Visiblemente nervioso, el chico se incorporó, guardó el móvil en el bolsillo y comprobé que me superaba algo más de un palmo en estatura. En ese momento, apareció la marabunta con la que había llegado a la discoteca y me rescataron providencialmente.
"¿Lo conocías?", me preguntaron más tarde, bailando en medio de la pista bajo la arquitectura violeta de nuestros excesos. "Pues claro que sí", contesté, "nos están acostumbrando a vernos repetidos y repetidos. ¿Cómo no conocerlo si todos nos estamos convirtiendo en lo mismo?", lamenté con gravedad. "Chico, eres insoportable cuando te pones moralista", me echaron en cara.
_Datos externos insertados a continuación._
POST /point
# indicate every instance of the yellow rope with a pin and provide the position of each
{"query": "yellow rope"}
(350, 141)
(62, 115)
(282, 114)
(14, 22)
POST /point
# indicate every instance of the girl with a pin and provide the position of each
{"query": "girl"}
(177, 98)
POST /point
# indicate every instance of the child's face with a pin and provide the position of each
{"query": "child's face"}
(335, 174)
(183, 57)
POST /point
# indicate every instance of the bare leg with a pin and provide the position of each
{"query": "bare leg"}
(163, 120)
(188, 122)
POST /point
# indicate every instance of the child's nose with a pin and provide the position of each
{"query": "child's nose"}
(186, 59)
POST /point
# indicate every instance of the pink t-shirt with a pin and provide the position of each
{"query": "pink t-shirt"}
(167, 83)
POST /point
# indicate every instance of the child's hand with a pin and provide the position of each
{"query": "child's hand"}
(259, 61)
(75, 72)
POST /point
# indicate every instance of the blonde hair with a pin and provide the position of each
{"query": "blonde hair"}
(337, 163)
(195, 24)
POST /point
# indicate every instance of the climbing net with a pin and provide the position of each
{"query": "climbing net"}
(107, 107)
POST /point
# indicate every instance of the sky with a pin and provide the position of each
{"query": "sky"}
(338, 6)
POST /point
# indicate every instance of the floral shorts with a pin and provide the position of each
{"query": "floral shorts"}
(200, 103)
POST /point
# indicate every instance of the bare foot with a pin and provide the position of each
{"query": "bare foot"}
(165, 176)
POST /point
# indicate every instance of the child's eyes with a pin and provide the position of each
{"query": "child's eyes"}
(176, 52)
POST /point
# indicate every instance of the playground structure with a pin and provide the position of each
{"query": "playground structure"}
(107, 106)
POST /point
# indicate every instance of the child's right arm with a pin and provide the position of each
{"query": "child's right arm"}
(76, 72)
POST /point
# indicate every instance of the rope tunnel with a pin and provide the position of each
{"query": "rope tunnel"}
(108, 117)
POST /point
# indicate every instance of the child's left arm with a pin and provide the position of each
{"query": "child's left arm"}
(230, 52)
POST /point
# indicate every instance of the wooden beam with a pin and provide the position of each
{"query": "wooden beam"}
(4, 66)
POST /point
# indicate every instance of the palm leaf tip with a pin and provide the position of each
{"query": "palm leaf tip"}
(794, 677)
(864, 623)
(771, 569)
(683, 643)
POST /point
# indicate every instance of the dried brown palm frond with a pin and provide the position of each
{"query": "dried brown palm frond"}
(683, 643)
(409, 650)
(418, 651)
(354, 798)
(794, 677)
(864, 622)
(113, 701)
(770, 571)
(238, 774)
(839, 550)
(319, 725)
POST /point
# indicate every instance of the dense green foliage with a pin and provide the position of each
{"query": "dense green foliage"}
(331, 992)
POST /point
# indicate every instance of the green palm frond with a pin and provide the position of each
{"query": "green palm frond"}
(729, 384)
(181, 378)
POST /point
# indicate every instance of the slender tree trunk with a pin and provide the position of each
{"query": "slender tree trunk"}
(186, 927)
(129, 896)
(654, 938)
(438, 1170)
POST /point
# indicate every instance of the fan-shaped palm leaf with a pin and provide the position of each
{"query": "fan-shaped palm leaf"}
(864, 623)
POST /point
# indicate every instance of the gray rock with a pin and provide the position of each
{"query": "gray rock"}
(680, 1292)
Aquel lugar me ganó la batalla esa misma noche. Me despedí discretamente y salí poco tiempo después. Crucé de nuevo el umbral, dejé a un lado el puente blanco y caminé escaleras abajo hacia la auténtica ciudad. Antes de dejar atrás la noche, me acerqué a una de las paredes cubiertas de trencadís y observé de cerca los retales de azulejos que ofrecían esa imagen fragmentaria del edificio. Apenas me veía deformado en uno de los trozos. "Es curioso que algo roto, tan banal, casi como un residuo, nos devuelva una imagen tan esperpéntica de nosotros mismos", pensé. Y a continuación añadí: "Esnob"... Y entonces me juré de nuevo no volver nunca más a pisar ese lugar.